Martha Wilson posing as characters. All Images Courtesy of Martha Wilson

The multi-faceted artist, Martha Wilson, will kick off the Mills College Art Lecture Series on Oct. 25 at Lisser Theatre. Known for her feminist and conceptual art, including performance art, photography, video and writing, Wilson is an activist and the founder and director of Franklin Furnace, a seminal fixture in archiving art and supporting underrepresented artists.

During her presentation, Wilson will be talking about her extensive body of work and her recently published book Martha Wilson Sourcebook: 40 Years of Reconsidering Performance, Feminism, Alternative Spaces.

The Sourcebook gives readers an intimate look into Wilson’s work and growth as an artist, from her early days at Nova Scotia College of the Arts to Franklin Furnace in the present. The impressively amassed collection of intricate and engrossing texts took around a year to publish with the Independent Curators International.

When asked to explain to readers what exactly The Sourcebook is, Wilson succinctly said, “The Sourcebook is a collection of texts that made me the person I am today.”

The Sourcebook is, unsurprisingly, meticulous and well archived. The front cover of her Sourcebook features Marcel Duchamp, an early 20th century avant-guarde artist known for his installation piece “The Fountain,”  as Rose Selavy, his female persona. The back cover shows Nancy Reagan sitting on actor Mr. T.’s lap.

The back cover references her pieces in which she “impersonated Nancy Reagan because her behavior was already wildly inappropriate,” Wilson said. “Nancy sitting on Mr. T’s lap is just one example.”

Wilson may strike a chord with young artists as she talks in her written work of her early days as an artist. For instance, in one of her pieces she describes how she “got the gumption to call (herself) an artist around 1971” after her artist boyfriend at the time (who resembled the dashing Marcel Duchamp) dumped her. She also wrote about the time she visited artist Judy Chicago at California Institute of the Arts in 1972 and was asked what she thought of the “tits and flowers” painted on the wall. Wilson blatantly said they were “hideous” and “prescriptive”, and in return Chicago yelled, making Wilson cry.
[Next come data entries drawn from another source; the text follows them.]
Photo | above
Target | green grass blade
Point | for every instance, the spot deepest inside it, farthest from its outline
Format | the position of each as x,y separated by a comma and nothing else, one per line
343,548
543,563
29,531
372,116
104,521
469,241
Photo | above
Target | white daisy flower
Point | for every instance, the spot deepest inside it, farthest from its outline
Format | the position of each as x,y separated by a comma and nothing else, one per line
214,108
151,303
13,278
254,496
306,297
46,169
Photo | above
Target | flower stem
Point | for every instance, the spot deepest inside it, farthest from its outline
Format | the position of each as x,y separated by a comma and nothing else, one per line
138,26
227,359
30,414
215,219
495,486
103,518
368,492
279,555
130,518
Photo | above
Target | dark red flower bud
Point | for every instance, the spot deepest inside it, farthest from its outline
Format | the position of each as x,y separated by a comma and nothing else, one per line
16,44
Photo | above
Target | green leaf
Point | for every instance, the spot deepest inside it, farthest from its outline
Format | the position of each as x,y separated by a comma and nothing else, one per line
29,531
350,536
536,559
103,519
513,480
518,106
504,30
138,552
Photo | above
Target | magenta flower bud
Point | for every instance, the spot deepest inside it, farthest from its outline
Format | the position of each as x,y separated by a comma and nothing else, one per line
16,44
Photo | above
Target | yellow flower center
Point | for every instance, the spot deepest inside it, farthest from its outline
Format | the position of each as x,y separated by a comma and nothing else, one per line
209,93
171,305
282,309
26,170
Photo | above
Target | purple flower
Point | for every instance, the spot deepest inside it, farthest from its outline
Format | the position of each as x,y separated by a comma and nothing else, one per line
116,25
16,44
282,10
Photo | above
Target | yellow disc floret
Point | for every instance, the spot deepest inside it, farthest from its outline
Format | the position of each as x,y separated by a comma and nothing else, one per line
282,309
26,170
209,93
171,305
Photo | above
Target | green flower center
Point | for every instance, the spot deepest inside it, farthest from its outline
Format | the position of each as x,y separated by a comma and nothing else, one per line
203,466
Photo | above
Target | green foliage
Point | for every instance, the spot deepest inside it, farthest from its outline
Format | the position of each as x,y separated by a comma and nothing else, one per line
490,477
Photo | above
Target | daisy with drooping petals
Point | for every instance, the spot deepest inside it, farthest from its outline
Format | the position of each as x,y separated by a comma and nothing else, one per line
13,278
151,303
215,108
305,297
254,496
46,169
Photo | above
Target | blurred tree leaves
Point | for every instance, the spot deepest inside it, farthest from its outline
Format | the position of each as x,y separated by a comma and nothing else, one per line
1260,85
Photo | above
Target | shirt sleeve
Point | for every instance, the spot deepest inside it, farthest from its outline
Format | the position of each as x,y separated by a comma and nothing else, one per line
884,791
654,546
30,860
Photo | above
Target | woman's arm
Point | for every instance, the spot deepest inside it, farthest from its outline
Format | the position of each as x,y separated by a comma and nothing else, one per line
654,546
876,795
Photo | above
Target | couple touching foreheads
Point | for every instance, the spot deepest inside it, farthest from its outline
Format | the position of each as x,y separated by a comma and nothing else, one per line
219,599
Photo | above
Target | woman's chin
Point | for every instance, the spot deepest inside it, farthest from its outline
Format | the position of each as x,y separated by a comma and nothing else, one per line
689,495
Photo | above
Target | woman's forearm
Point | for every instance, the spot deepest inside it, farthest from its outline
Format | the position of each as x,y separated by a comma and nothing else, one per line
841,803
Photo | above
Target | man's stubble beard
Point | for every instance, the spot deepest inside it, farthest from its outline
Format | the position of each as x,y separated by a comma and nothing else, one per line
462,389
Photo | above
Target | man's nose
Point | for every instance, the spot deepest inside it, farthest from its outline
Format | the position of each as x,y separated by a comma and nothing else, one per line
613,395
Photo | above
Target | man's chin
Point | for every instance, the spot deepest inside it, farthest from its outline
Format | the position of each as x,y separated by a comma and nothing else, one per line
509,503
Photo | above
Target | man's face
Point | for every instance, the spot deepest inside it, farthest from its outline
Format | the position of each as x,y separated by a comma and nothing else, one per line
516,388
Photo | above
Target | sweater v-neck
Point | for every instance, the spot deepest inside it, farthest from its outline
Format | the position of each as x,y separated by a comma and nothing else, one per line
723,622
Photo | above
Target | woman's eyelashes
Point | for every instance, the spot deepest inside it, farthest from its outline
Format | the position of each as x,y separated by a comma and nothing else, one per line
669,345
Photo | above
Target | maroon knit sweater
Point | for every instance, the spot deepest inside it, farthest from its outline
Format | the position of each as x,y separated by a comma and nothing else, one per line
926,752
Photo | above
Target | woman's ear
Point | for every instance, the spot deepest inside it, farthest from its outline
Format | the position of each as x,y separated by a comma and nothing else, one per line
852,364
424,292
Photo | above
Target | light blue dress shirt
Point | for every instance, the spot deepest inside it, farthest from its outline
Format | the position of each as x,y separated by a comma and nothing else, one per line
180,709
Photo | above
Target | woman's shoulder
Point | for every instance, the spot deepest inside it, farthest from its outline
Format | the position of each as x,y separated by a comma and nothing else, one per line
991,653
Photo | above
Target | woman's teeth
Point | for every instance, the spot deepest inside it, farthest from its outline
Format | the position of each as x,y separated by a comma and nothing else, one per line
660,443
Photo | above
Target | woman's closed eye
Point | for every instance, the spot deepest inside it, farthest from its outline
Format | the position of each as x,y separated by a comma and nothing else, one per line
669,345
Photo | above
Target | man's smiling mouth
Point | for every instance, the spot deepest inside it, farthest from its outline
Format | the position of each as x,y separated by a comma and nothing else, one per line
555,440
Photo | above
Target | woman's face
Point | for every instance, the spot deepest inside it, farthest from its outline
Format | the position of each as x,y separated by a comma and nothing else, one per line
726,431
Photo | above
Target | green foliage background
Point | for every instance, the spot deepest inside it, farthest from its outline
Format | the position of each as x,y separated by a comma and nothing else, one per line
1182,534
Wilson’s lecture will begin in 1971 Novia Scotia, with her early “body art,” a term she coined to address performance art.

A series of the artist presenting herself with fading hair as she grows old.

“’Performance art’ is often confused with its opposite, ‘performing arts,’” Wilson said.  “‘Body art’ locates the concept in the body of the artist; I’m sorry this term has fallen out of fashion. Now I like to use RoseLee Goldberg’s term ‘visual art performance.’”

It’s been a busy fall for Wilson as she recently had her first solo show at PPOW Gallery in New York City entitled I have become my own worst fear, which was chosen as Art Forum’s critics’ pick, in addition to the release of her aforementioned Sourcebook. All the while, Wilson still runs Franklin Furnaces, “making the world safe for avant-garde art”, and works on her art when not jet-setting all over the States.